Without taking away that initial accomplishment, the big target is publication. Publication brings with it a seal of quality. Someone else thinks the writer's work is worth reading - or marketable, with functional sentences, in the case of paranormal romance - and will get it out there. But there's still a long way to go between completion of a first draft and the shelves of Waterstone's. There's the editing process to complete, hard work in itself, then a potential second draft, and then the next edit. I seriously doubt many writers are so gifted that they could write a 70,000-word novel and have it published without some degree of editing taking place.

Yet the platform exists that means a writer can now do just that. Self-publishing has always been an easy way out, but in years gone by it was frowned upon as a refuge for the desperate and the vain. Thanks to Amazon - and in particular the Kindle - it seems that this is no longer the case. The Kindle marketplace is flooded with self-published books published through Amazon's own service, most of which should never have seen the light of day.

Remember what I said above. The traditional model for publishing has the quality control checks in place. Whilst an editor's second job may be concerned with a book's marketability, their first job remains to edit. A story I heard some time back concerned high fantasy author and teenagers' favourite Terry Brooks and surrounded the time he submitted his second novel's manuscript to noted publisher Lester Del Rey. Del Rey insisted Brooks re-structure and re-write the entire middle third of the novel that went on to become The Elfstones of Shannara. Brooks himself accepts that this made him go back and consider where he'd gone wrong, and credits Del Rey's decision with making him a better writer. Although this is an extreme example (Brooks may have had to re-write 60-70,000 words in total), it demonstrates what editors do. If your work isn't up to scratch, and they consider you to have the talent, they'll throw it back at you and force you to write to the required standard. Even if you personally don't agree with changes they make, they'll make you think about your writing. Where in self-publishing does this quality control exist? The answer is simple: nowhere.

It may be the popular option, but it encourages mediocrity. Having read 20% of one self-published book available on the Kindle, I gave up. This isn't because the fantasy story grated on me (even though it did - an editor wouldn't let so many clichés past him, if nothing else), but because the author had clearly not edited properly, and nor had they thought about what they were writing. Use of 'arctic' and 'Baltic' to describe the weather conditions makes sense in our world, but in a fantasy world where neither the Arctic nor the Baltic regions actually exist using them to describe the weather makes no sense. Give an editor ten minutes with the original manuscript and they could improve it to the point where such stupid errors weren't made.
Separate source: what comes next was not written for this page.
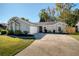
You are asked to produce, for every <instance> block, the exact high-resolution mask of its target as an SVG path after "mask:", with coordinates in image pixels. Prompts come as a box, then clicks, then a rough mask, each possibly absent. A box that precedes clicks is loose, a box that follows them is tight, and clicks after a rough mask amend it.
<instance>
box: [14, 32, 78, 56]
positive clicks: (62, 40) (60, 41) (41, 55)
mask: <svg viewBox="0 0 79 59" xmlns="http://www.w3.org/2000/svg"><path fill="white" fill-rule="evenodd" d="M72 55H74V56H79V41H77V40H76V39H74V38H72V37H70V36H68V35H60V34H46V35H45V36H44V37H43V38H42V39H40V40H36V41H35V42H34V43H32V44H31V45H30V46H29V47H27V48H25V49H24V50H23V51H21V52H20V53H18V54H16V56H72Z"/></svg>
On a forum I moderate I consistently see people talking about the benefits of self-publishing. Yes, it's easy. Yes, it may mean more money in your pocket in a shorter period of time. But I have to rebut any argument someone makes on those grounds as being rubbish. No one ever celebrated easy achievements. And because of the dirge of self-published works we're seeing at the moment, the argument that it's more money in your pocket is only relevant if you're incredibly lucky and sell thousands - unlike the hundreds of thousands of other novels that end up going for free as people try to encourage reviews that will get people to buy their work.

I don't want to read low quality fiction. It does nothing for me. I want something where I don't notice horrible use of language every ten sentences, and I want to read something with structure and poise and elegance. I want to read fiction of high quality, and for that reason I will only read material that comes through the traditional model. And I will continue to aspire to write something that gets published through that model. At least that way I will have a real sense of accomplishment at the end of one day in the future.